The bizarre, hate-filled history of Mother’s Day
(Published April 29, 2019)
By Jesse Wright, Staff Writer
The roots of Mother’s Day lie embedded in the blood-soaked soil of history.
Before President Woodrow Wilson recognized the second Sunday in May as Mother’s Day in 1914, women had been fighting for the holiday since shortly after the Civil War.
According to National Geographic, Julia Ward Howe, author of the “Battle Hymn of the Republic,” suggested a Mothers’ Peace Day in 1872.
Initially, people celebrated the holiday by meeting in churches, social halls or other public places to sing, pray and read essays about peace.
Chicago was among a handful of cities to take up the tradition, and Chicagoans celebrated the holiday in June until 1913.
But that version of the holiday failed to gain much popularity outside of peace activists. By the turn of the 20th century, people suggested a more politically neutral holiday to honor mothers.
One of those early proponents was former football coach Frank Hering. In 1904 he announced at an Indianapolis gathering of The Fraternal Order of Eagles that the group needed to promote one Sunday each year as a day for mothers. The national organization picked up the challenge through its member clubs to champion a mother’s day in cities across the country.
The group still considers Hering as the father of Mother’s Day, much to the everlasting ire of Anna Jarvis.
Jarvis is generally considered the founder of Mother’s Day even though her mother, Ann Jarvis, cared for Civil War wounded on both sides of the war and tried to start a Mother’s Friendship Day for Civil War mothers, according to Mentalfloss.com.
The elder Jarvis died in 1905. The younger Jarvis worked furiously through letters and talks around the world to promote a day in honor of mothers. Her idea caught on among some elite supporters, including H. J. Heinz and John Wanamaker. Nearly 10 years later, in 1914, Congress passed a law recognizing the holiday and President Wilson signed it into law.

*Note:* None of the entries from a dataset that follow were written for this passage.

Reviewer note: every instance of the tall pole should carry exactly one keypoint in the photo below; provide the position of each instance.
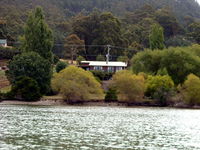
(108, 54)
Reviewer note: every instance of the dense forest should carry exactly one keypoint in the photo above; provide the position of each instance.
(119, 23)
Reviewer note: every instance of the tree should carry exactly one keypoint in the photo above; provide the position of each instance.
(179, 62)
(194, 31)
(76, 84)
(38, 36)
(31, 65)
(159, 88)
(100, 58)
(156, 38)
(190, 90)
(73, 45)
(130, 88)
(79, 59)
(26, 88)
(60, 66)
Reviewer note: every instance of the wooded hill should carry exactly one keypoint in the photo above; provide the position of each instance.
(128, 24)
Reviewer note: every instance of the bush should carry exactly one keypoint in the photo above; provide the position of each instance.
(31, 65)
(190, 90)
(102, 75)
(159, 88)
(111, 95)
(76, 84)
(129, 87)
(26, 88)
(60, 66)
(8, 53)
(178, 62)
(79, 59)
(55, 59)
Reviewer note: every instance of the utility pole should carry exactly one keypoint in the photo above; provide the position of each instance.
(108, 54)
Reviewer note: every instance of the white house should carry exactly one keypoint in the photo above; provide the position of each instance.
(3, 42)
(106, 66)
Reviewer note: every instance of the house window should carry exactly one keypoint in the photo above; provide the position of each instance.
(98, 68)
(111, 69)
(119, 68)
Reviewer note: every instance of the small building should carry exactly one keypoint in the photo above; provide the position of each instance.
(106, 66)
(3, 42)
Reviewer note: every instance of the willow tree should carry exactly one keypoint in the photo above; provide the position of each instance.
(38, 36)
(156, 38)
(73, 45)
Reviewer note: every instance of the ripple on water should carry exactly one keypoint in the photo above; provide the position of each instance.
(96, 128)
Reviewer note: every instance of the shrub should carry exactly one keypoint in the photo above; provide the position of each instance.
(190, 90)
(8, 53)
(55, 59)
(79, 59)
(111, 95)
(26, 88)
(178, 62)
(76, 84)
(60, 66)
(159, 88)
(102, 75)
(31, 65)
(100, 58)
(129, 87)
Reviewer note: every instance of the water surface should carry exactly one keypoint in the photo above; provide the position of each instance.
(98, 128)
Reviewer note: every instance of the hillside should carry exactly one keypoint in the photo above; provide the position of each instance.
(15, 12)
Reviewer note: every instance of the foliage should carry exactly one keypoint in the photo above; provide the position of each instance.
(79, 59)
(100, 58)
(190, 90)
(73, 45)
(60, 66)
(176, 41)
(8, 53)
(76, 84)
(129, 87)
(123, 59)
(102, 75)
(26, 88)
(31, 65)
(194, 31)
(55, 59)
(179, 62)
(156, 38)
(159, 88)
(111, 95)
(38, 36)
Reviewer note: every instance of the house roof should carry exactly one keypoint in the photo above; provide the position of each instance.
(3, 41)
(104, 63)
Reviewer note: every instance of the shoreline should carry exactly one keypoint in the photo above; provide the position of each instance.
(100, 103)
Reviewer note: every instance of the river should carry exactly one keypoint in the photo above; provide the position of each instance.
(98, 128)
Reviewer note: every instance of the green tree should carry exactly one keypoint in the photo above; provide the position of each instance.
(31, 65)
(194, 31)
(76, 84)
(156, 38)
(159, 88)
(190, 90)
(179, 62)
(60, 66)
(26, 88)
(100, 58)
(130, 88)
(79, 59)
(38, 36)
(73, 45)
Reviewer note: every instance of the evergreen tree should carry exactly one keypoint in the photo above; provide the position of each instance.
(38, 36)
(156, 38)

Even so, Jarvis couldn’t stand that Hering and his fraternal organization promoted Hering as the originator of Mother’s Day. In the 1920s she issued a statement claiming he “kidnapped” Mother’s Day, according to National Geographic.
Jarvis wrote that Hering was, “making a desperate effort to snatch from me the rightful title of originator and founder of Mother’s Day, established by me after decades of untold labor, time, and expense.”
For the rest of her life, she signed everything, “Anna Jarvis, founder of Mother’s Day.” By 1920 she was already souring on the holiday’s commercial aspects.
According to mentalfloss.com, white carnations were always part of Mother’s Day, but soon florists added other flower arrangements, card companies designed greeting cards and stores were promoting Mother’s Day gifts and candies.
Outraged, Jarvis wrote that these commercial industries were, “charlatans, bandits, pirates, racketeers, kidnappers and termites that would undermine with their greed one of the finest, noblest and truest movements and celebrations.”
She tried to get Mother’s Day trademarked, but the trademark office denied the request. FTD offered to share its profits with Jarvis, but this enraged her. In 1934 the post office issued a Mother’s Day stamp and this, too, infuriated her.
By Jarvis’ way of thinking, Mother’s Day should be celebrated with a handwritten letter to mom, and nothing more. Jarvis, it should be noted, had no children.
“A maudlin, insincere printed card or ready-made telegram means nothing except that you’re too lazy to write to the woman who has done more for you than anyone else in the world,” she wrote.
In later years, she had to be dragged from public Mother’s Day events and she was arrested for trying to stop the sale of carnations and finally she tried to have the holiday rescinded.
Jarvis died in a mental health institution in Pennsylvania in 1948. She had no money, though, and her bill was paid by a florists’ association.